Short Answer
Neutrinoless double beta decay (0νββ) is the best answer.
Nuclear and particle questions tend to hinge on conservation laws, decay rules, interaction types, or scale. A clean answer usually comes from identifying the process before the details.
0νββ decay would violate lepton number conservation and prove neutrinos are Majorana particles (their own antiparticle) — not yet observed.
Why This Answer Is Correct
This is a Hard-level question in Nuclear & Particle Physics.
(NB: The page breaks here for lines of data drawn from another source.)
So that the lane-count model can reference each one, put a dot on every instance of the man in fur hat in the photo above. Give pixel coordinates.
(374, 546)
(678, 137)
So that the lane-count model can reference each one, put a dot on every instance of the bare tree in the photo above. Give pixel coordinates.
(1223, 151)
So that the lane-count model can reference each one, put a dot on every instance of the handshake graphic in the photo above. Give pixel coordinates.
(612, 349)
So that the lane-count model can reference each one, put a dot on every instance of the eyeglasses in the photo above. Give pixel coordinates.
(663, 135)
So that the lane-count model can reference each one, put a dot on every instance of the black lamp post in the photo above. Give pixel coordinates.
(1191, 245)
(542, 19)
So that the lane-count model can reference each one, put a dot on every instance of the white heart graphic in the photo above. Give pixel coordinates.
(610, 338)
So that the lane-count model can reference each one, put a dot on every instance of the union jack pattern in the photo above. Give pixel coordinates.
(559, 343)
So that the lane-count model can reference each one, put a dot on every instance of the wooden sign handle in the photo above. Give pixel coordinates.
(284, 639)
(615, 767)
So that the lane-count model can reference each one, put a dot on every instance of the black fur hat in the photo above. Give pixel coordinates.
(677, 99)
The prompt is really testing whether you can connect the concept to its defining physical relationship instead of picking a nearby-but-wrong term.
Track conserved quantities carefully: energy, momentum, charge, lepton number, baryon number, and spin-like constraints when relevant.
Choices At A Glance
- A. Beta decay
- B. Double beta decay
- C. Neutrinoless double beta decay (0νββ)
- D. Alpha decay
When similar options appear on an exam, eliminate the ones that break the core law, use the wrong units, or confuse a definition with a consequence.
Study Next
Review the related formula library
review the theoretical physics hub
Topic Snapshot
Topic: Nuclear & Particle Physics
Difficulty: Hard
Best next move: Re-state the governing law in your own words, then solve one more example from the same topic before moving on.